Estando próximos los días para celebrar el 189º Aniversario de nuestra Independencia, seguramente vamos a tener la oportunidad de leer diversos comentarios, entre otros, si en verdad tenemos libertad, si somos independientes o si ejercemos la auténtica soberanía. A propósito he querido abordar el primer tema, debido a que tengo la impresión que la gran mayoría de los chapines mal entendemos el término de libertad o mejor dicho, somos proclives a tomar el rábano por las hojas. La libertad no es absoluta porque el hombre tampoco lo es. Todos tenemos limitaciones físicas, psicológicas y morales, lo que no debiera tomarse como algo negativo, puesto que si así fuera, tendríamos que empezar a temerla como prerrogativa de los demás.
Muchos chapines creen que ser libres es ser independientes, sin respetar los límites que nosotros mismos nos hemos impuesto para una mejor convivencia. Traspasarlos es como navegar sin rumbo; sin embargo, dentro de ellos, el hombre es poderoso y libre, lo que hace que los pueblos también lo sean. Por esto mismo, ser libre no significa ser espontáneo, pues siempre está por delante el dominio de la razón y de la voluntad. Si fuéramos libres espontáneamente sería valedero mentir, insultar y transgredir normas. De ahí que aceptar sin límites que «la calle es libre», es igual a que cada quien pueda hacer lo que le venga en gana, comportamiento que lamentablemente cada vez más prolifera en nuestro país.
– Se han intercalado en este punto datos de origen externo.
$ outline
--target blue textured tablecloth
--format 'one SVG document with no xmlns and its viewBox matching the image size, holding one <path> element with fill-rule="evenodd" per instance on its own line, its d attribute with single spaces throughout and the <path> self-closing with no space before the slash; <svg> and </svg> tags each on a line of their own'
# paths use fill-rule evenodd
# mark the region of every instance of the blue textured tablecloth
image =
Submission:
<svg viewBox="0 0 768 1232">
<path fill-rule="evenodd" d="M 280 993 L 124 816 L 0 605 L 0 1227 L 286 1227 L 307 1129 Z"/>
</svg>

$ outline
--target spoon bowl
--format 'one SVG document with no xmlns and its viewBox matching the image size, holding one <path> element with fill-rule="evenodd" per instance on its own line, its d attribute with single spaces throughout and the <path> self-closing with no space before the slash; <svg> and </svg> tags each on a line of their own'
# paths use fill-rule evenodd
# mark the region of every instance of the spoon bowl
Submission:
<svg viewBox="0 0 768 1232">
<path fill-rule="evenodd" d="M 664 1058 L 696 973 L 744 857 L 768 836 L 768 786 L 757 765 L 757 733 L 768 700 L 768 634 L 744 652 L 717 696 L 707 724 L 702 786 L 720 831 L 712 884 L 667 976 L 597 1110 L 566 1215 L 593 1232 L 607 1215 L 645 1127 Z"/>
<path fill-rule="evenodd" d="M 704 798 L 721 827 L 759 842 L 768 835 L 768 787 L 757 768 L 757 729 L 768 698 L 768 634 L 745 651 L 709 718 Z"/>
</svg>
La libertad está también condicionada a nuestra condición humana, desde no poder volar como los pájaros a no poder esquivar las enfermedades, el envejecimiento o la muerte. Estamos condicionados entonces desde nuestro nacimiento y hasta por las personas que nos rodean, por ejemplo, quien debe sostener a su familia no puede tomar ninguna decisión sin tomar en cuenta dicha obligación. Algo muy importante es que para ser perfectamente libres, también debemos tomar los caminos que nos conduzcan hacia buenos fines, porque si tomamos los que nos llevan hacia los malos, entonces la libertad se torna imperfecta.
No hay dónde perderse, la libertad debe llevar paralela la responsabilidad. De igual manera, quien exige derechos no puede olvidar tener obligaciones. La responsabilidad es la capacidad de responder cada quien por sus propios actos, como que también forma parte del que «libremente» los ejecuta. De ahí que ser libre no significa, para citar un ejemplo reciente, poder obstaculizar el ingreso por la puerta de entrada de la Universidad para quienes no piensan igual y por ello resulten perjudicados. Sabios pensadores, como Aristóteles, definieron que: «cualquier persona sabe que la maldad es voluntaria y los legisladores así lo aceptan cuando penalizan a los que van contra la ley». Todo ello viene a demostrarnos que la libertad no es absoluta. Por lo que hay que evitar que se transforme en arma de dos filos y así, volverse contra uno mismo o contra los demás.